Descriptif du projet

Si la précédente installation de Rudy Decelière avait pris place dans l’avant-nef de l’église Saint-François, les échelles de Sandrine Pelletier, investiront le volume entier du monument. Posées à même le sol, des échelles de toute taille, mesurant parfois près de dix mètres, s’élanceront vers les ogives.

Près d’une centaine d’échelles joueront avec les murs et traverseront les différents espaces de l’église, puisque le nombre de thèses placardées par Luther en 1515 sera repris par l’artiste. L’œuvre formera ainsi une dense forêt de 95 échelles carbonisées, odorantes et en partie consumées, présentant encore les stigmates des brûlures que la plasticienne leur aura minutieusement infligées.

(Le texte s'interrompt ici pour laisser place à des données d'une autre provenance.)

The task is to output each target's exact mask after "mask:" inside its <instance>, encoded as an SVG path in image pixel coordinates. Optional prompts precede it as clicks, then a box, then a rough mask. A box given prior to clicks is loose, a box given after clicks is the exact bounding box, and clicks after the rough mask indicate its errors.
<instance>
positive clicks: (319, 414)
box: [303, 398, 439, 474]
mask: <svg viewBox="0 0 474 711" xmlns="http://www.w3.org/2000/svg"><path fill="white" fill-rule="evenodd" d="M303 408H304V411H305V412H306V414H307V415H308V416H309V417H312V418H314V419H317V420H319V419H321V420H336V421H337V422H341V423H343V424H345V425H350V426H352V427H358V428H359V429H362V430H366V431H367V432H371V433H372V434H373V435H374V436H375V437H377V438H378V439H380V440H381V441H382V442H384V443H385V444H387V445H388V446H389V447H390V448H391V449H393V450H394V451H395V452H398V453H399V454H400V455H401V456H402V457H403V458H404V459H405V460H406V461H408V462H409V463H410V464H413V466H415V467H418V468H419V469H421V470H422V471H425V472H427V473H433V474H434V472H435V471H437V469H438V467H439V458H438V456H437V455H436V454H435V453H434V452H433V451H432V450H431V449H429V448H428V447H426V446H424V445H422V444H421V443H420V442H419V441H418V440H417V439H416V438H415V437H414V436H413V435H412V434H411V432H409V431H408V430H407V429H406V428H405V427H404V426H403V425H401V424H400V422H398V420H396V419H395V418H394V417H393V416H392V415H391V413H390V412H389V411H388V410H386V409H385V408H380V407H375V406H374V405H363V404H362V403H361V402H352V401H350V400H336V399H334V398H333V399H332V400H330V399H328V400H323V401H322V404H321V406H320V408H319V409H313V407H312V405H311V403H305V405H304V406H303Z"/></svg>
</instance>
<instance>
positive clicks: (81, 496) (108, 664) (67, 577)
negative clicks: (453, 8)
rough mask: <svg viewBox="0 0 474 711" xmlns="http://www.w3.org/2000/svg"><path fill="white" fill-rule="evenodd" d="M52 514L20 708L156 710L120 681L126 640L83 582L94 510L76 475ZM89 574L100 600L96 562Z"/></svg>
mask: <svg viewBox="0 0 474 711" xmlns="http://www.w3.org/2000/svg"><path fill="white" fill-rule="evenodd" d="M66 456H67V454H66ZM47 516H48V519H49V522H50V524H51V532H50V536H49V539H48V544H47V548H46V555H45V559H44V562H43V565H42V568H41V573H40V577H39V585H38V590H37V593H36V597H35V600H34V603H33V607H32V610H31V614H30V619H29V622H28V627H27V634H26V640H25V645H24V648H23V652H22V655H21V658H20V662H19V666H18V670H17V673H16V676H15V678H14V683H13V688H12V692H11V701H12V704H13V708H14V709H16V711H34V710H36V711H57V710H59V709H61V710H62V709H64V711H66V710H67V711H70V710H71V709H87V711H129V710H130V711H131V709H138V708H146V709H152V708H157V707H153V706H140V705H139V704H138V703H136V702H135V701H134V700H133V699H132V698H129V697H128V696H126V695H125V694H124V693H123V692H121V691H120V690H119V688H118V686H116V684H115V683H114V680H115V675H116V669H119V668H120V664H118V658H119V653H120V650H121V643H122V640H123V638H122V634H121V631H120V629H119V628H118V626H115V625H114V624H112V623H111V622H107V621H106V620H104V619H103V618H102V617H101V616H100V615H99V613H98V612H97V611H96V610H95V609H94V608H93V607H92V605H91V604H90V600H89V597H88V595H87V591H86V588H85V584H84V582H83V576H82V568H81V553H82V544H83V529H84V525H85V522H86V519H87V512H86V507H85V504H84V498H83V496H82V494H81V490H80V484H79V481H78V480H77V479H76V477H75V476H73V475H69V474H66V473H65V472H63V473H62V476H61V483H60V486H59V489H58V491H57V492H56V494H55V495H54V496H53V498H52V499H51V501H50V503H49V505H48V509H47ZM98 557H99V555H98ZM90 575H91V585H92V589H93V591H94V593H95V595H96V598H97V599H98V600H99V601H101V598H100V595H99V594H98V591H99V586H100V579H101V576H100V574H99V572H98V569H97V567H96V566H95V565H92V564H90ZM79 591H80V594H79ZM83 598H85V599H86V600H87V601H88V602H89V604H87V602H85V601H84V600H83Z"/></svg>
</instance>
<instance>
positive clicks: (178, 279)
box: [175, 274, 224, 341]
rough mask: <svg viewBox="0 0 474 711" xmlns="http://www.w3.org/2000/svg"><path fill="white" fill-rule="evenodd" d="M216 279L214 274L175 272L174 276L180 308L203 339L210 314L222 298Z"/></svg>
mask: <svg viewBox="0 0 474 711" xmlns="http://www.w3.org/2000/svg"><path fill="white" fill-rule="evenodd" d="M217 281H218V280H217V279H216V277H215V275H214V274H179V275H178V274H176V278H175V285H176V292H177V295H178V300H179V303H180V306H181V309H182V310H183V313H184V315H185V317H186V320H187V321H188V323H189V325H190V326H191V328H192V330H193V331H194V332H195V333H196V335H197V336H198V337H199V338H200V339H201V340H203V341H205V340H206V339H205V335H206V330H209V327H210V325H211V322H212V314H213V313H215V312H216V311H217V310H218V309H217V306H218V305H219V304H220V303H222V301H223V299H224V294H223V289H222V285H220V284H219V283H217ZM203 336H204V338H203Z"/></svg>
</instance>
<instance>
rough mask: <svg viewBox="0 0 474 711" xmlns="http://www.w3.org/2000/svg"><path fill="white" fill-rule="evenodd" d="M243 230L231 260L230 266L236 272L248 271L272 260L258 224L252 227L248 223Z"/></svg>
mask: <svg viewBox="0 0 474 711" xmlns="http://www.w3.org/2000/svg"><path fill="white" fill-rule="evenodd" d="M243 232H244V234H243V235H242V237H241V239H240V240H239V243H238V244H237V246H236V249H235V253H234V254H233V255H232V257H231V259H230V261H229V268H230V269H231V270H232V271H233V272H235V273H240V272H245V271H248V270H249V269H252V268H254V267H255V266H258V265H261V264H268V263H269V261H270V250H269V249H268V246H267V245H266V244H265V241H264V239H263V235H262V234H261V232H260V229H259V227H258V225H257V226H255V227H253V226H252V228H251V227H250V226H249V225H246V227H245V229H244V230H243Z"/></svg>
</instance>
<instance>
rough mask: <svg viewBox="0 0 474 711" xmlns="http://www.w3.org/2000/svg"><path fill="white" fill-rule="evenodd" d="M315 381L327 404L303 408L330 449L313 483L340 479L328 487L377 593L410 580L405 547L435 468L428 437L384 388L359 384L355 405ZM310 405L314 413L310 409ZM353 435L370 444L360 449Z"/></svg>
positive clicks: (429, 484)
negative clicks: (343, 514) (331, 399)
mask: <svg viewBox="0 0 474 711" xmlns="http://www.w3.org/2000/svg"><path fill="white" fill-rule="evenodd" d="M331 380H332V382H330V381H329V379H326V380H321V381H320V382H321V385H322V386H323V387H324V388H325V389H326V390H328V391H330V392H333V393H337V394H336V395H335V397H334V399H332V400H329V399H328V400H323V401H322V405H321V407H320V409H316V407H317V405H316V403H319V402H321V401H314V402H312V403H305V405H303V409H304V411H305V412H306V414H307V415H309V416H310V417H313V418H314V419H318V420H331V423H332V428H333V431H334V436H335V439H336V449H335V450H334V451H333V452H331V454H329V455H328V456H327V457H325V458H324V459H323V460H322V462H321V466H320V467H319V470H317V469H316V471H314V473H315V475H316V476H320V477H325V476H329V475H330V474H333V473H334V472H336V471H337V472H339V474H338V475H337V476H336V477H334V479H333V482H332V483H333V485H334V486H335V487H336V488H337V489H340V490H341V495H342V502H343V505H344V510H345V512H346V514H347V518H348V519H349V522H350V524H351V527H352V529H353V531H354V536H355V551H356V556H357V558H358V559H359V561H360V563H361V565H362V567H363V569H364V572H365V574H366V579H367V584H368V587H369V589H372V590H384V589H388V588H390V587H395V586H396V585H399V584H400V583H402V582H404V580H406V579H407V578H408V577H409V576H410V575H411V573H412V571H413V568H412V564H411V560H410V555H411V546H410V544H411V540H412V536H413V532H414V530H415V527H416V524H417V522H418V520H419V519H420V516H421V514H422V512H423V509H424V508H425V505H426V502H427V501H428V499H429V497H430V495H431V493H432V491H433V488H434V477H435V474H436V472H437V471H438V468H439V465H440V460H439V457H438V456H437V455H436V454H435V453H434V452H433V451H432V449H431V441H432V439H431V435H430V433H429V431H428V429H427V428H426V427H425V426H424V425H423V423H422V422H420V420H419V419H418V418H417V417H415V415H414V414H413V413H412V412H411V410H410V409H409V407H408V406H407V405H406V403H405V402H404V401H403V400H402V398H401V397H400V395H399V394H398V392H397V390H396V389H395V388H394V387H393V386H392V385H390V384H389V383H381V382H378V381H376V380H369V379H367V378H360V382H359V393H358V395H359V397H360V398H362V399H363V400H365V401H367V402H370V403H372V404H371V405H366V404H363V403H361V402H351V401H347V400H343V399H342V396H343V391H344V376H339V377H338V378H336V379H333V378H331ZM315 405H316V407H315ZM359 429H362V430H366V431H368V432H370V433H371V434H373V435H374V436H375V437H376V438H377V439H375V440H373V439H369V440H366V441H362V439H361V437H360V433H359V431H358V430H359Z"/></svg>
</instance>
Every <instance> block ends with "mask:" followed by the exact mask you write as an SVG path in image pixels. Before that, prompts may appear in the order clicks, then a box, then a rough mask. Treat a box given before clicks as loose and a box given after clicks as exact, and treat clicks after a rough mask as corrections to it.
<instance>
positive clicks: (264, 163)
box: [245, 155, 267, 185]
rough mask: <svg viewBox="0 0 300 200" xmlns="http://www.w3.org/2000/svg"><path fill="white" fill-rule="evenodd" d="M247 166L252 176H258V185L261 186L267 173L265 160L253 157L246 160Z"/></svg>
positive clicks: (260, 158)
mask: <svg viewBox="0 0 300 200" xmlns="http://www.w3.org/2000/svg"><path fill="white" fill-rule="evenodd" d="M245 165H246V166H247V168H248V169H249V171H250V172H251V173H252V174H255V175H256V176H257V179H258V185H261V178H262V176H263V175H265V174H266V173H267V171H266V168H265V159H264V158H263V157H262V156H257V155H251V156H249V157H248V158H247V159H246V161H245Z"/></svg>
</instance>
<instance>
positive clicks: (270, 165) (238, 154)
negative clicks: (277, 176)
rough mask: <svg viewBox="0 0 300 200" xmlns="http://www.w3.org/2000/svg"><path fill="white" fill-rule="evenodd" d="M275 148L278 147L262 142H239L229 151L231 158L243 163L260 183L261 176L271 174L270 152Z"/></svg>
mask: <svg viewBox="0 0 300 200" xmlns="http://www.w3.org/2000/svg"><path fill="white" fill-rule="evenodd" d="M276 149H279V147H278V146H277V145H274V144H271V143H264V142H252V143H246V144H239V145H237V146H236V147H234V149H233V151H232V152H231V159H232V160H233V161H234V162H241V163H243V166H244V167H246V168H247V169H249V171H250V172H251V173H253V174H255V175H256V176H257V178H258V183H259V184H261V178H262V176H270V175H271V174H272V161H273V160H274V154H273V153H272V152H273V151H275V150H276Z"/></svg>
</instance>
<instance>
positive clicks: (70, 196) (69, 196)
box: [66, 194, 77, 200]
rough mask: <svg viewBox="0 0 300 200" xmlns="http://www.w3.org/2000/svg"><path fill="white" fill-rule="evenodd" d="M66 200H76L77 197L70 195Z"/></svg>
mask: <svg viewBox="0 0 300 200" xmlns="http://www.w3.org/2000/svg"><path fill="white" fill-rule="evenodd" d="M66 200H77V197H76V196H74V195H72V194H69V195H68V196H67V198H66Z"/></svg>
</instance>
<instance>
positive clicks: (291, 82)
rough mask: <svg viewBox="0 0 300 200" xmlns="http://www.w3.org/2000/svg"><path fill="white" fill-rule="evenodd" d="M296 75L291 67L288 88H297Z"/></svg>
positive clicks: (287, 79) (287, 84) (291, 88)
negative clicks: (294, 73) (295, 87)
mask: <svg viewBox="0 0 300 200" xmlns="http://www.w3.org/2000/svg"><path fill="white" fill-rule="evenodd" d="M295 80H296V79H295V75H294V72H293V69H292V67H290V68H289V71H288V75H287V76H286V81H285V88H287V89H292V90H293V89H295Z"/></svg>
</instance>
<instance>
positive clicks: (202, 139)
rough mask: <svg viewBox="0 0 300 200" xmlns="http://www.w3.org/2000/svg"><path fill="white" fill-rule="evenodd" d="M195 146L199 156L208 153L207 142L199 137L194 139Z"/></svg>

Pour laisser place à l’installation des échelles, l’ensemble des bancs sera évacué. Dès son entrée dans l’église, le visiteur sera plongé au cœur de la vaste installation, sans recul possible, mais variant à son gré les points de vue sur ce chaos d’échelles noircies. Au milieu de cet enchevêtrement à la fois fragile et imposant, le regard du visiteur se dirigera vers les voûtes, guidé par le rythme irrégulier des échelons. De même, selon les déplacements du visiteur au coeur de l’installation, les points de vue différents feront parfois apparaître des anamorphoses ou des motifs géométriques aléatoires.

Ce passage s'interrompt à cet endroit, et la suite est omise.